Introduction: The global human immunodeficiency virus (HIV) epidemic disproportionately affects sub-Saharan African countries, including Ethiopia. Provider-initiated HIV testing and counseling (PITC) is a tool to identify HIV-positive pregnant women and an effective treatment and prevention strategy. However, its success depends upon the willingness of pregnant women to accept HIV testing.
Objectives: To describe the level of acceptance of PITC and associated factors among pregnant women attending 8 antenatal care clinics in Adama, Ethiopia.
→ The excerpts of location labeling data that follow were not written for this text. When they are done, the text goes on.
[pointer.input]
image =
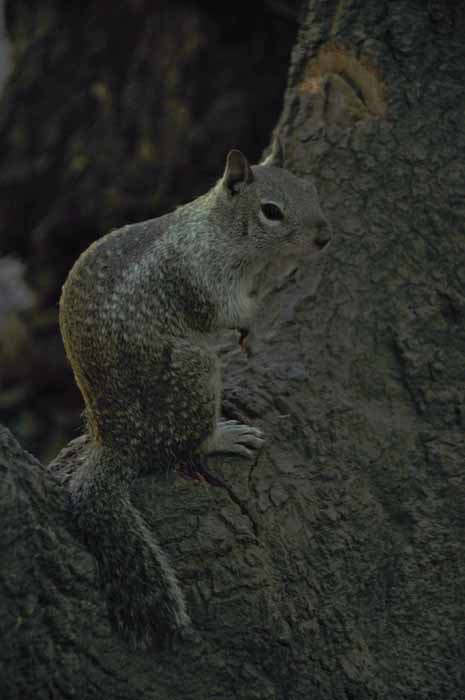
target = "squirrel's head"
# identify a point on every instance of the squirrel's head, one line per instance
(275, 213)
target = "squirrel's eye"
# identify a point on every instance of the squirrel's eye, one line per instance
(272, 211)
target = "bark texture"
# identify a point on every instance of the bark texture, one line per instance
(333, 567)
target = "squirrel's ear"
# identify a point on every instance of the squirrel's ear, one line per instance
(276, 155)
(237, 172)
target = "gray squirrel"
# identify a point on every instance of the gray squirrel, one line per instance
(136, 312)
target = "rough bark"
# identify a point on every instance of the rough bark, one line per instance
(333, 567)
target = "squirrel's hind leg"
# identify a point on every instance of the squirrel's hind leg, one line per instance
(234, 437)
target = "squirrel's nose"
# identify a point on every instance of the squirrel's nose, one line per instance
(323, 234)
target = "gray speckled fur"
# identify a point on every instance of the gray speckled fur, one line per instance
(135, 313)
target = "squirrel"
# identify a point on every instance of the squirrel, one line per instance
(136, 312)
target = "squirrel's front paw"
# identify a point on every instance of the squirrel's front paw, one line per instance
(235, 437)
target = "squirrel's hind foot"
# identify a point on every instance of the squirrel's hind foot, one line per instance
(236, 438)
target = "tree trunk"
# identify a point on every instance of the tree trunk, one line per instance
(334, 566)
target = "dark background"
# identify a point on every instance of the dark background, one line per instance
(114, 112)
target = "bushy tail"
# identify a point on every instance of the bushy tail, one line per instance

Methods: Trained nursing students and employees from an HIV clinic conducted face-to-face structured interviews in private offices at the clinics from August to September, 2016.
Results: Among the 441 respondents, 309 (70.1%) accepted PITC. Women with more antenatal care visits (odds ratio [OR] = 2.59, 95% CI: 1.01-6.63), reported better quality of the PITC service (OR = 1.91, 95% CI: 1.19-3.08), and higher level of knowledge on mother-to-child transmission (OR = 1.82, 95% CI: 1.03-3.20), were more likely to accept PITC, while women who were older in age (OR = 0.37, 95% CI: 0.19-0.74) and perceived negative attitudes from their partners toward HIV-positive results (OR = 0.31, 95% CI: 0.10-0.94) were less likely to accept the PITC service.
Conclusion: About one-third of pregnant women are not willing to accept PITC. When designing intervention program to improve the acceptance of PITC, we should take into consideration the personal factors, HIV-related knowledge, and attitude of women as well as institutional factors.